Anti-fraud expert worries that the Liberals’ newly created Canada Financial Crimes Agency, which is a federal agency, will be ineffectual or worse than the Emergencies Act and persecute certain Canadians.
The new agency would attempt to coordinate the efforts FINTRAC, RCMP and Canada Revenue Agency to combat anti-fraudulent and anti-money laundering crime.
Assistant professor at St. Marys University, Vanessa Iafolla is principal at Antifraud Intelligence Consulting. She says Canada fails to deal with financial crimes in a shocking way, but she doesn’t know how the new agency will improve that.
They’re looking at things like fraud, money laundering, organized crime, insider training, I’m assuming tax evasion as well. I think there’s a lot of opportunity for it to go well, but there’s also a lot of opportunity for it to be just another agency, Iafolla said in an interview with Western Standard.
FINTRAC doesn’t have a great track record of levying administrative penalties or being involved with the filing of charges. It is hard to believe that so many charges are being laid each year in Canada, given our low numbers. I would be very disappointed if the federal government’s financial crimes agency turned out to be just another exercise in optics.
The Emergencies Act was announced by Chrystia Freeland, Finance Minister, on February 14. It gave the government the power they wanted to make permanent.
We used all of the tools we had before invoking the Emergencies Act. However, we realized that we needed additional tools. She stated that we will be putting forward plans to permanently put these tools in place.

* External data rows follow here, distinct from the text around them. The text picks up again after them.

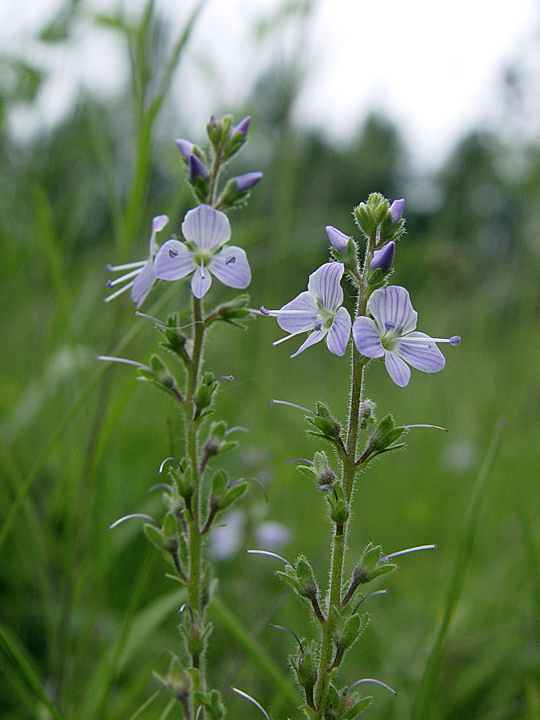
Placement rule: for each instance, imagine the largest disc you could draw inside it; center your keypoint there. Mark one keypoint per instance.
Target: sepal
(325, 424)
(383, 439)
(304, 664)
(232, 312)
(212, 703)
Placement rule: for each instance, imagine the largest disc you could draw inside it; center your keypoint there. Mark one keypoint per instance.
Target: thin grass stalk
(426, 696)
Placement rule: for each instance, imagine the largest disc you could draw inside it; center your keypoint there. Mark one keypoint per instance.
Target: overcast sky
(434, 67)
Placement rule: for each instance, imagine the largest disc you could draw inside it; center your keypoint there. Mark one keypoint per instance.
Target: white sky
(434, 67)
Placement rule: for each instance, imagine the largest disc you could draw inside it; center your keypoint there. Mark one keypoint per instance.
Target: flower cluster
(206, 229)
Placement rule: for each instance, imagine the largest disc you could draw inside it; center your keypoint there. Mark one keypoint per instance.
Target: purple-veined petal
(325, 285)
(206, 227)
(339, 333)
(367, 338)
(314, 337)
(201, 281)
(420, 351)
(173, 261)
(231, 267)
(298, 315)
(143, 283)
(397, 368)
(158, 223)
(392, 309)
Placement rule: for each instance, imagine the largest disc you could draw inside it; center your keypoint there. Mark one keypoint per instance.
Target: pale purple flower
(338, 240)
(204, 253)
(247, 181)
(140, 276)
(396, 210)
(384, 257)
(318, 311)
(390, 334)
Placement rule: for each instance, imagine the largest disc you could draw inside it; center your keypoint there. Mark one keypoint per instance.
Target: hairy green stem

FINTRAC’s authority must be expanded to include crowdsourcing platforms and their payment providers. We need to do that, and we will, and it should be permanent.
Iafolla disagrees about how the Emergencies Act was used, and what its implications might be for how the new agency will operate.
I don’t believe that this was a necessary use for that legislation. It was totally improvised, just like it came out. They immediately put it into practice, with very little guidance. And what was happening were things that the government said that they didn’t want to have happen, right, like people losing their jobs over small donations. People were fired, public employees were fired. I find this reprehensible, Iafolla stated.
It did not undermine the Emergencies Act and the FINTRAC reporting system did lessen the legitimacy of the system in the minds a lot Canadians who are otherwise law-abiding.
Iafolla believes Canada’s Emergencies Act was unCanadian because it retroactively embezzled trucker convoy donors who were within the law.
If in Canada the law is supposed to operate clearly, fairly and nothing can be retrospective, how is it possible then that we can do something like police peoples financial transactions for donations to a protest after the fact, when at the time there wasn’t anything wrong with anyone taking and processing that money?
Iafolla argued that a public searchable beneficial ownership registry should be in place by 2023.
It is possible to conceal your identity behind shell corporations. In many jurisdictions, they’re able to mask corporations within corporations, or use different kinds of legal structures to hide their own ownership. Iafolla explained that the registry’s goal is to increase transparency regarding who owns what.
This will not affect all businesses. And of those that are, it’s the segment of those businesses that are using our legal structures to allow them to carry out illegitimate activities.